G. S. Viereck: ¿Usted tuvo mucho apoyo de los legos?
S. Freud: Algunos de mis mejores discípulos son legos.
G. S. Viereck: ¿El Señor Freud está practicando mucho psicoanálisis?
S. Freud: Ciertamente. En este momento estoy trabajando en un caso muy difícil, intentando desatar conflictos psíquicos de un interesante paciente nuevo. Mi hija también es psicoanalista como usted puede ver …
(En ese momento apareció Miss Anna Freud, acompañada por su paciente, un muchacho de once años de facciones inconfundiblemente anglosajonas)
G. S. Viereck: ¿Usted ya se analizó a sí mismo?
S. Freud: Ciertamente. El psicoanalista debe constantemente analizarse a sí mismo. Analizándonos a nosotros mismos, estamos más capacitados para analizar a otros. El psicoanalista es como un chivo expiatorio de los hebreos, los otros descargan sus pecados sobre él. El debe practicar su arte a la perfección para liberarse de los fardos cargados sobre él.
G. S. Viereck: Mi impresión es de que el psicoanálisis despierta en todos los que lo practican el espíritu de la caridad cristiana. Nada existe en la vida humana que el psicoanálisis no nos pueda hacer comprender. “Tout comprendre c’est tout pardonner”.
S. Freud: Por el contrario (acusó Freud sus facciones asumiendo la severidad de un profeta hebreo), comprender todo no es perdonar todo. El análisis nos enseña apenas lo que podemos soportar, pero también lo que podemos evitar. El análisis nos dice lo que debe ser eliminado. La tolerancia con el mal no es de manera alguna corolario del conocimiento.
(Comprendí súbitamente por qué Freud había litigado con sus seguidores que lo habían abandonado, por qué él no perdona disentir del recto camino de la ortodoxia psicoanalítica. Su sentido de lo que es recto es herencia de sus ancestros. Una herencia de la que él se enorgullece como se enorgullece de su raza).
S. Freud: Mi lengua es el alemán. Mi cultura, mi realización, es alemana. Yo me considero un intelectual alemán, hasta que percibí el crecimiento del preconcepto antisemita en Alemania y en Austria. Desde entonces prefiero considerarme judío.

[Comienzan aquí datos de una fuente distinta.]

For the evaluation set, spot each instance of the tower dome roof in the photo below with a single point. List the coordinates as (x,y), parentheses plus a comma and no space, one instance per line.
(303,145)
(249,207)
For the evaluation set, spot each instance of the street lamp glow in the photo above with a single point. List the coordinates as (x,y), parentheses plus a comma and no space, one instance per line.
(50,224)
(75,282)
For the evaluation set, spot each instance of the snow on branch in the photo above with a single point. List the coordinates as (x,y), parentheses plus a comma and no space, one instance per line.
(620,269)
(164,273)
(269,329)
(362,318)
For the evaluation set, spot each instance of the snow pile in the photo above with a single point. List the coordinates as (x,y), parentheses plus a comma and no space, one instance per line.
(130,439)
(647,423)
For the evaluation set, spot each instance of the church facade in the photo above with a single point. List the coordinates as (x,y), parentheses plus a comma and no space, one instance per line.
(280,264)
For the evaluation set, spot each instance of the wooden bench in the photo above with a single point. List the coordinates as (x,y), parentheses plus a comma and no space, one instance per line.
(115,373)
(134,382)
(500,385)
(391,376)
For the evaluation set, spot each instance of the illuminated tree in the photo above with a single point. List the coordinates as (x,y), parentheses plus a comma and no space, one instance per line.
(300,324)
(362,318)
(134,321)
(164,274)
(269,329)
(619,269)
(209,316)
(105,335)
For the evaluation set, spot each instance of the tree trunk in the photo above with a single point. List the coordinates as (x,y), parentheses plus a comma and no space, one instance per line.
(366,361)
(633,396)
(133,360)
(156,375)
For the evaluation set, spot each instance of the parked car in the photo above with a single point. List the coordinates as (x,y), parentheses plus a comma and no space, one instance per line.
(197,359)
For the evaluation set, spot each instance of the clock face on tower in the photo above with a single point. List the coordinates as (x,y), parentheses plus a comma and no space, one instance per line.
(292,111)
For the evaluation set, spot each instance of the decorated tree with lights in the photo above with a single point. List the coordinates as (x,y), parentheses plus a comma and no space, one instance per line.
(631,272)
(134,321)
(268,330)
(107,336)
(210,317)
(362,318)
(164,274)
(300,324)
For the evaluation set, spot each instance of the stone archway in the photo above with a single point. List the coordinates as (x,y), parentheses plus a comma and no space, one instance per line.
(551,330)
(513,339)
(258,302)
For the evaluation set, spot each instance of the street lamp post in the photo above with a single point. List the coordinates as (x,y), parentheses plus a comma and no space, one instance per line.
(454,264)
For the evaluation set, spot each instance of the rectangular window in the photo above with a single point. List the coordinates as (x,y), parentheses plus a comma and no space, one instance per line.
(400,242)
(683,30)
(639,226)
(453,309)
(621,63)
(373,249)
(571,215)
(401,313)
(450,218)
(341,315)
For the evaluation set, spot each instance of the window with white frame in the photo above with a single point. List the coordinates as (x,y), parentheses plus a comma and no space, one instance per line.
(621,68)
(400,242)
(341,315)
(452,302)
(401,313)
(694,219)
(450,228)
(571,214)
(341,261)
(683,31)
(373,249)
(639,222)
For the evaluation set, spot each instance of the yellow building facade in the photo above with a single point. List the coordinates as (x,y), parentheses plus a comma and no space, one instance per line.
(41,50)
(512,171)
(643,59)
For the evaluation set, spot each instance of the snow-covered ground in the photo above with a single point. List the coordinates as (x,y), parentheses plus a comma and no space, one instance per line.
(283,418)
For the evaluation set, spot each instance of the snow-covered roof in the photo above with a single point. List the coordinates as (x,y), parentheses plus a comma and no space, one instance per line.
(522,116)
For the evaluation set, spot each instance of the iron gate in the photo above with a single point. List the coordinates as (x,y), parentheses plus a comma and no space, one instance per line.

(Quedé algo desconcertado con esta observación. Me parecía que el espíritu de Freud debería vivir en las alturas más allá de cualquier preconcepto de razas, que él debería ser inmune a cualquier rencor personal. Pero debido precisamente a su indignación, a su honesta ira, se volvía más atrayente como ser humano. ¡Aquiles sería intolerable si no fuese por su talón!)
G. S. Viereck: ¡Me pone contento, Herr Profesor, de que también el señor tenga sus complejos, de que también el señor Freud demuestre que es un mortal!.
S. Freud: Nuestros complejos son la fuente de nuestra debilidad; pero con frecuencia, son también la fuente de nuestra fuerza.
G. S. Viereck: Imagino, observo, ¡cuáles serían mis complejos!
S. Freud: Un análisis serio dura más o menos un año. Puede durar igualmente dos o tres años. Usted está dedicando muchos años de su vida a la “caza de los leones”. Usted procuró siempre a las personas destacadas de su generación: Roosevelt, El Emperador, Hindenburgh, Briand, Foch, Joffre, Georg Bernard Shaw….
G. S. Viereck: Es parte de mi trabajo.
S. Freud: Pero también es su preferencia. El gran hombre es un símbolo. Su búsqueda es la búsqueda de su corazón. Usted también está procurando al gran hombre para tomar el lugar de su padre. Es parte del complejo del padre.
(Negué vehementemente la afirmación de Freud. Mientras tanto, reflexionando sobre eso, me parece que puede haber una verdad, no sospechada por mí, en su sugestión casual. Puede ser lo mismo que el impulso que me llevó a él).
G. S. Viereck: Me gustaría, observé después de un momento, poder quedarme aquí lo bastante para vislumbrar mi corazón a través de sus ojos. ¡Tal vez, como la Medusa , yo muriese de pavor al ver mi propia imagen! Aún cuando no confío en estar muy informado sobre psicoanálisis, frecuentemente anticiparía o tentaría anticipar sus intenciones.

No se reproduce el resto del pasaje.